I wonder how things might have been different if I’d known this years ago. Perhaps I could have been more present for myself and my friends. Perhaps I could have found my voice sooner.

Rumination is one of my stressors so I’ll avoid it here. I am only grateful that whatever I’ve been doing, the reading, the meditation, the visualization, and constantly learning from others’ experiences, helped that day.

When I went back to have the other side done, I was ready. It turns out there’s epinephrine in the novocaine. It was likely responsible for my symptoms and now that I knew what to expect, I wasn’t afraid. I got a little shaky and my heart rate went up, but I didn’t need the focus that, the first time, was critical.

I almost cried with joy. Hand on heart, noticing my body, asking it what I needed to do and actually receiving a response, I felt this flood of gratitude.

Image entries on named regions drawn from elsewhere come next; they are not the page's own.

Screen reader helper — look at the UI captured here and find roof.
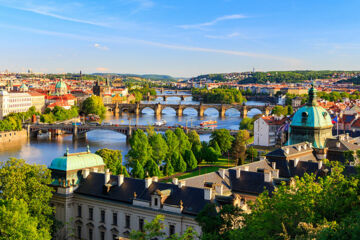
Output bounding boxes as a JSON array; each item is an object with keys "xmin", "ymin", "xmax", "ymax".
[
  {"xmin": 75, "ymin": 172, "xmax": 210, "ymax": 215},
  {"xmin": 290, "ymin": 105, "xmax": 333, "ymax": 128},
  {"xmin": 49, "ymin": 152, "xmax": 105, "ymax": 171}
]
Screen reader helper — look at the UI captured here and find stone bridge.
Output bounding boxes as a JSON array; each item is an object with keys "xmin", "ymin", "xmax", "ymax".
[
  {"xmin": 24, "ymin": 124, "xmax": 237, "ymax": 139},
  {"xmin": 107, "ymin": 103, "xmax": 273, "ymax": 118}
]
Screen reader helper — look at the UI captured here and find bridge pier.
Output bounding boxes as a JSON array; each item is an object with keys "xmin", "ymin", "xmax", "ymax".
[
  {"xmin": 198, "ymin": 103, "xmax": 205, "ymax": 117},
  {"xmin": 241, "ymin": 106, "xmax": 248, "ymax": 118},
  {"xmin": 220, "ymin": 104, "xmax": 226, "ymax": 118},
  {"xmin": 155, "ymin": 103, "xmax": 162, "ymax": 116}
]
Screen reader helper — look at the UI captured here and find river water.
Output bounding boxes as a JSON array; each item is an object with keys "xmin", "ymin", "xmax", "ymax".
[{"xmin": 0, "ymin": 93, "xmax": 264, "ymax": 166}]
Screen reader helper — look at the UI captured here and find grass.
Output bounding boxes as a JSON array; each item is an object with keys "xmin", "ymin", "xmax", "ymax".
[{"xmin": 178, "ymin": 166, "xmax": 220, "ymax": 179}]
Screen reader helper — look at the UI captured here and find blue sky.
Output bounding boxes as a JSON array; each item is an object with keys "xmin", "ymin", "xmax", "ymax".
[{"xmin": 0, "ymin": 0, "xmax": 360, "ymax": 77}]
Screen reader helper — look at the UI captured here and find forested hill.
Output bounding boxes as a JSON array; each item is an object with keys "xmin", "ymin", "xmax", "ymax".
[{"xmin": 191, "ymin": 71, "xmax": 359, "ymax": 84}]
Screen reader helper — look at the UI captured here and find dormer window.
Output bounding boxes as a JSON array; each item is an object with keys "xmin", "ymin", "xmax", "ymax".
[{"xmin": 301, "ymin": 112, "xmax": 308, "ymax": 123}]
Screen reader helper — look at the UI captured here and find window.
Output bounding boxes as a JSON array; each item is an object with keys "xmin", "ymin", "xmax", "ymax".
[
  {"xmin": 113, "ymin": 213, "xmax": 117, "ymax": 225},
  {"xmin": 125, "ymin": 215, "xmax": 130, "ymax": 229},
  {"xmin": 169, "ymin": 224, "xmax": 175, "ymax": 237},
  {"xmin": 78, "ymin": 205, "xmax": 81, "ymax": 217},
  {"xmin": 89, "ymin": 228, "xmax": 93, "ymax": 240},
  {"xmin": 139, "ymin": 218, "xmax": 144, "ymax": 231},
  {"xmin": 89, "ymin": 208, "xmax": 94, "ymax": 220},
  {"xmin": 100, "ymin": 210, "xmax": 105, "ymax": 223},
  {"xmin": 78, "ymin": 226, "xmax": 81, "ymax": 239}
]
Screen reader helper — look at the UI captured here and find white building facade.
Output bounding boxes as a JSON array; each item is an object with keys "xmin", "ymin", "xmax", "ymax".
[{"xmin": 0, "ymin": 90, "xmax": 32, "ymax": 119}]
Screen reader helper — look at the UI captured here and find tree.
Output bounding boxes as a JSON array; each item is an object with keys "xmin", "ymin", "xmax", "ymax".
[
  {"xmin": 201, "ymin": 147, "xmax": 219, "ymax": 163},
  {"xmin": 149, "ymin": 133, "xmax": 168, "ymax": 164},
  {"xmin": 0, "ymin": 158, "xmax": 53, "ymax": 235},
  {"xmin": 131, "ymin": 160, "xmax": 145, "ymax": 179},
  {"xmin": 195, "ymin": 203, "xmax": 242, "ymax": 239},
  {"xmin": 184, "ymin": 150, "xmax": 197, "ymax": 170},
  {"xmin": 163, "ymin": 160, "xmax": 174, "ymax": 176},
  {"xmin": 231, "ymin": 130, "xmax": 250, "ymax": 165},
  {"xmin": 0, "ymin": 198, "xmax": 51, "ymax": 240},
  {"xmin": 130, "ymin": 215, "xmax": 166, "ymax": 240},
  {"xmin": 286, "ymin": 105, "xmax": 294, "ymax": 115},
  {"xmin": 165, "ymin": 129, "xmax": 179, "ymax": 158},
  {"xmin": 230, "ymin": 166, "xmax": 360, "ymax": 240},
  {"xmin": 210, "ymin": 129, "xmax": 234, "ymax": 153},
  {"xmin": 246, "ymin": 147, "xmax": 258, "ymax": 161},
  {"xmin": 240, "ymin": 117, "xmax": 254, "ymax": 132},
  {"xmin": 81, "ymin": 95, "xmax": 106, "ymax": 118},
  {"xmin": 188, "ymin": 130, "xmax": 201, "ymax": 146},
  {"xmin": 175, "ymin": 128, "xmax": 191, "ymax": 155},
  {"xmin": 127, "ymin": 129, "xmax": 152, "ymax": 166},
  {"xmin": 144, "ymin": 159, "xmax": 161, "ymax": 177},
  {"xmin": 95, "ymin": 148, "xmax": 129, "ymax": 177}
]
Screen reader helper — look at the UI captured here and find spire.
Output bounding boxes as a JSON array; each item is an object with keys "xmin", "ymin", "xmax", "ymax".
[{"xmin": 306, "ymin": 82, "xmax": 317, "ymax": 106}]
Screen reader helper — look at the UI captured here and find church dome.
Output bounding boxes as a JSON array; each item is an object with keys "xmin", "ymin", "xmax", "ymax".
[
  {"xmin": 289, "ymin": 85, "xmax": 333, "ymax": 148},
  {"xmin": 49, "ymin": 147, "xmax": 105, "ymax": 171}
]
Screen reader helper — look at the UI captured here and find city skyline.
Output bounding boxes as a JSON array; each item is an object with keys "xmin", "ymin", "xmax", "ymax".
[{"xmin": 0, "ymin": 0, "xmax": 360, "ymax": 77}]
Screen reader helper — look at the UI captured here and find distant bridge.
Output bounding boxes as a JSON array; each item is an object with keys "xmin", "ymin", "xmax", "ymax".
[
  {"xmin": 26, "ymin": 124, "xmax": 238, "ymax": 139},
  {"xmin": 106, "ymin": 103, "xmax": 273, "ymax": 118}
]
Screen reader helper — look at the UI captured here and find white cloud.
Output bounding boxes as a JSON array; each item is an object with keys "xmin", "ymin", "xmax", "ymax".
[
  {"xmin": 179, "ymin": 14, "xmax": 247, "ymax": 29},
  {"xmin": 4, "ymin": 5, "xmax": 108, "ymax": 27},
  {"xmin": 96, "ymin": 67, "xmax": 109, "ymax": 72},
  {"xmin": 94, "ymin": 43, "xmax": 109, "ymax": 51},
  {"xmin": 205, "ymin": 32, "xmax": 240, "ymax": 39}
]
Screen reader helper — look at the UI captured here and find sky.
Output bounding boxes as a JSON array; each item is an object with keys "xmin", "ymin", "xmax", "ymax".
[{"xmin": 0, "ymin": 0, "xmax": 360, "ymax": 77}]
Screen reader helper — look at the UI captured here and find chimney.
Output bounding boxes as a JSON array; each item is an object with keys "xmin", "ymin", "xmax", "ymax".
[
  {"xmin": 318, "ymin": 161, "xmax": 322, "ymax": 169},
  {"xmin": 118, "ymin": 174, "xmax": 124, "ymax": 187},
  {"xmin": 235, "ymin": 168, "xmax": 241, "ymax": 179},
  {"xmin": 264, "ymin": 170, "xmax": 272, "ymax": 182},
  {"xmin": 218, "ymin": 168, "xmax": 225, "ymax": 179},
  {"xmin": 204, "ymin": 187, "xmax": 212, "ymax": 200},
  {"xmin": 284, "ymin": 148, "xmax": 290, "ymax": 154},
  {"xmin": 272, "ymin": 169, "xmax": 280, "ymax": 178},
  {"xmin": 173, "ymin": 178, "xmax": 179, "ymax": 185},
  {"xmin": 271, "ymin": 162, "xmax": 276, "ymax": 169},
  {"xmin": 215, "ymin": 184, "xmax": 224, "ymax": 195},
  {"xmin": 178, "ymin": 180, "xmax": 185, "ymax": 188},
  {"xmin": 105, "ymin": 169, "xmax": 110, "ymax": 184},
  {"xmin": 83, "ymin": 168, "xmax": 90, "ymax": 179},
  {"xmin": 145, "ymin": 178, "xmax": 152, "ymax": 188},
  {"xmin": 294, "ymin": 158, "xmax": 300, "ymax": 167}
]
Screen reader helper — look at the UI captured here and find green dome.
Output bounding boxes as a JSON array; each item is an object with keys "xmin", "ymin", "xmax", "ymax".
[
  {"xmin": 290, "ymin": 106, "xmax": 332, "ymax": 128},
  {"xmin": 49, "ymin": 151, "xmax": 105, "ymax": 171},
  {"xmin": 55, "ymin": 80, "xmax": 67, "ymax": 89}
]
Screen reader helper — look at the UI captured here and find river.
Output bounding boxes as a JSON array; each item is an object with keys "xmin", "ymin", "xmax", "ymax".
[{"xmin": 0, "ymin": 93, "xmax": 264, "ymax": 166}]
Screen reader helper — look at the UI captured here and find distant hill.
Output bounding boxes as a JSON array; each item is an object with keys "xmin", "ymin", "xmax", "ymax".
[
  {"xmin": 191, "ymin": 70, "xmax": 359, "ymax": 84},
  {"xmin": 93, "ymin": 73, "xmax": 180, "ymax": 82}
]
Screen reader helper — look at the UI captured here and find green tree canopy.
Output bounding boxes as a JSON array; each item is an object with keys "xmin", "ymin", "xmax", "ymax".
[
  {"xmin": 0, "ymin": 158, "xmax": 53, "ymax": 235},
  {"xmin": 0, "ymin": 198, "xmax": 51, "ymax": 240}
]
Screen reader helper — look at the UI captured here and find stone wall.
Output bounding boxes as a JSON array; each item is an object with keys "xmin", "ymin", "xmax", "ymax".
[{"xmin": 0, "ymin": 129, "xmax": 27, "ymax": 144}]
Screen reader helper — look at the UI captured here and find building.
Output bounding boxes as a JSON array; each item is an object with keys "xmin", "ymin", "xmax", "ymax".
[
  {"xmin": 289, "ymin": 86, "xmax": 333, "ymax": 148},
  {"xmin": 29, "ymin": 92, "xmax": 45, "ymax": 113},
  {"xmin": 55, "ymin": 79, "xmax": 68, "ymax": 96},
  {"xmin": 254, "ymin": 116, "xmax": 287, "ymax": 147},
  {"xmin": 49, "ymin": 149, "xmax": 207, "ymax": 239},
  {"xmin": 0, "ymin": 90, "xmax": 32, "ymax": 119}
]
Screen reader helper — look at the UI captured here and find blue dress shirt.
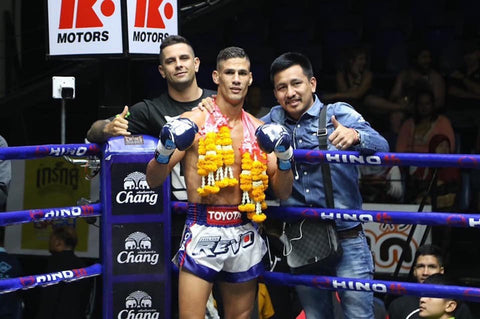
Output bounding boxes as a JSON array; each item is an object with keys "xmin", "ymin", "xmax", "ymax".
[{"xmin": 262, "ymin": 95, "xmax": 388, "ymax": 231}]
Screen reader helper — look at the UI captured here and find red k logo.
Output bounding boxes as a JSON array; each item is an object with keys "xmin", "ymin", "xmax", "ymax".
[
  {"xmin": 59, "ymin": 0, "xmax": 115, "ymax": 29},
  {"xmin": 135, "ymin": 0, "xmax": 173, "ymax": 29}
]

Thank you for telling me we’re in danger. Thank you for telling me how to help you. I thought. You’re doing such a good job, body, and I love you. 

I cry fairly often. It’s normal for me to express love in a flood of tears. I am trying to learn to let them come in the moment and embrace the awkwardness of those around me. However. I wasn’t sure I’d be able to explain to the dentist that my tears weren’t of pain. Particularly since his hands, the assistant’s hands, a bite spacer, and several tools were all jammed in to my incredibly tiny mouth. I had to change my train of thought and put my tears off until later. They still haven’t come. But they will.

There’s no particular point or ending here. This kind of work, learning the theory behind emotional health, practicing it in moments when you’re already calm, and drawing on it in moments of very-not-calm, is ongoing. There are dozens of approaches, each suited for different minds and hearts. For the lucky ones, each approach offers new insight, something useful we can weave into the fabric of our selves. There are no finish lines, but there can be pivot points. Moments in time where the gradual work comes together and, AHA! Something new crystalizes.

For me, this trip to the dentist was one of those moments. I didn’t know what I could do until I did it. Now I know it’s there if I need it, and that’s a powerful tool.